At times, Israelis may feel isolated in the world. They face increased condemnation at the UN. They see Jews around the world who criticize Israel or who actually protest against Israel. They may feel that people have forgotten the reasons how and why the State of Israel was created or why the land of Israel commands such a deep and personal connection for the Jews. They know that people don’t always understand the complexities of the political situation. What they see instead is growing anti-Semitism, the rise of extremism, BDS on college campuses and increased threats on their borders. They may feel alone.

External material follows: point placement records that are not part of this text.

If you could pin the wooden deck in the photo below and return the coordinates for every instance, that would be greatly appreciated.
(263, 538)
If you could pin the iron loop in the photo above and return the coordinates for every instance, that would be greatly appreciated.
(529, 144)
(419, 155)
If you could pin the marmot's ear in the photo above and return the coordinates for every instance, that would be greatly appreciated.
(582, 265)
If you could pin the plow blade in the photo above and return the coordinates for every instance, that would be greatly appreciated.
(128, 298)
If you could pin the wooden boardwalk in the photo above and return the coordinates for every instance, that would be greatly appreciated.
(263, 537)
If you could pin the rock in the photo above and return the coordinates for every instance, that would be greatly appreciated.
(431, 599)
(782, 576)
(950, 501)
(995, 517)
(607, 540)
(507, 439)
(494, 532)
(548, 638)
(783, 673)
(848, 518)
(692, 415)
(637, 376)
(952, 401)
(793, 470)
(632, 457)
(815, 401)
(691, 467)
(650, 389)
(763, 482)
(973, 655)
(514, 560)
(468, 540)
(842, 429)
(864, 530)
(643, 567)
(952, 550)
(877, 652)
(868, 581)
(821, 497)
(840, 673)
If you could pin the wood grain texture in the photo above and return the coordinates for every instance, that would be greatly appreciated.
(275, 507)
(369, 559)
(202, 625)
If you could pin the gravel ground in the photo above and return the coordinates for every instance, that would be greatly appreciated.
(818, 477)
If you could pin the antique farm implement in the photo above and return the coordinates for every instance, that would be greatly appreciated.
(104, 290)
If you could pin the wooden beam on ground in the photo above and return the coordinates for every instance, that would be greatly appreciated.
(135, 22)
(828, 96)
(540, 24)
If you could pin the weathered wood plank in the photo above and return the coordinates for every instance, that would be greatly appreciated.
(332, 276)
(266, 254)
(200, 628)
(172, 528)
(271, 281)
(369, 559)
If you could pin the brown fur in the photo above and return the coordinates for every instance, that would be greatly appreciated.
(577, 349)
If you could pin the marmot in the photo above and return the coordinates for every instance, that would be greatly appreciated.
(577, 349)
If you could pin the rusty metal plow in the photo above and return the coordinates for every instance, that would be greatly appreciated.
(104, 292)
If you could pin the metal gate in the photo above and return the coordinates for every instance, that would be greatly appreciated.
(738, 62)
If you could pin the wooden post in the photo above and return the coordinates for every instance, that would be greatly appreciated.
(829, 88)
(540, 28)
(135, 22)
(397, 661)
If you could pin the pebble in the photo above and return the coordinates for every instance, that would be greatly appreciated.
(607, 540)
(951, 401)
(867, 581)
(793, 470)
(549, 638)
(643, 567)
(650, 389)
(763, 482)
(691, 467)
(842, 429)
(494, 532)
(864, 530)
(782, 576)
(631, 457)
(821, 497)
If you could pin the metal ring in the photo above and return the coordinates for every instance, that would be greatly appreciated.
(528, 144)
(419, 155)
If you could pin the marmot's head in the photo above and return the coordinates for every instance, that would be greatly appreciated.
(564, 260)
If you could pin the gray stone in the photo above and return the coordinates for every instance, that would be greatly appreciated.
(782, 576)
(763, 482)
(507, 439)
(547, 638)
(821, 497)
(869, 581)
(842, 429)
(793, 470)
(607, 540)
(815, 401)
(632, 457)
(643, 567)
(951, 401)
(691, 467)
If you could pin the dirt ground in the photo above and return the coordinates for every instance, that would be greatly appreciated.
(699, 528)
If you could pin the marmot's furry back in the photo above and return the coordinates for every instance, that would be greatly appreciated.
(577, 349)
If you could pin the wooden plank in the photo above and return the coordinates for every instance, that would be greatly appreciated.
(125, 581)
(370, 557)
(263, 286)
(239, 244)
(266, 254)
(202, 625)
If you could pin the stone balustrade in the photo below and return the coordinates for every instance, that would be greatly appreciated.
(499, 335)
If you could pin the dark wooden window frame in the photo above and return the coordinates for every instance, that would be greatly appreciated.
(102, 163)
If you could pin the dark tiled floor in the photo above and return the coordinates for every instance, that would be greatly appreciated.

But thanks to a little known volunteer program that makes a huge impact, there is an opportunity to show Israelis that they are loved and supported. Volunteers for Israel (VFI) is a good example of a small program that is making a difference. Through VFI, Israelis know firsthand that there are many people around the world who care about them. They see that people come from around the world – Jewish, non-Jewish, old, young, men, women – to spend a week or two or three living in rustic conditions, wearing army fatigues, eating mediocre food, working at tedious jobs, leaving their families behind and using their precious vacation time – to volunteer for VFI and work on a non-combat IDF army base. Volunteers do it because it gives them an opportunity to give back and make a difference to the Israeli people. And by doing so, they show the Israelis that they are not alone. They “stand WITH Israel, IN Israel.”
When I volunteered in July, 2016, I experienced firsthand the surprise, appreciation, even gratitude that Israelis felt for the VFI volunteers. Especially because they all served in the army, the soldiers and civilian supervisors alike enjoy positive experiences with the volunteers. They see that many volunteers are willing to work under difficult conditions and do exceptional work that frees the soldiers to do more important work.
Everyone I spoke to in Israel – friends, relatives, cab drivers, waiters alike, was very appreciative of what we were doing, and they expressed their gratitude in a typically Israeli way: They smiled and said “Kol Hakavod…we HAVE to do this, but YOU???”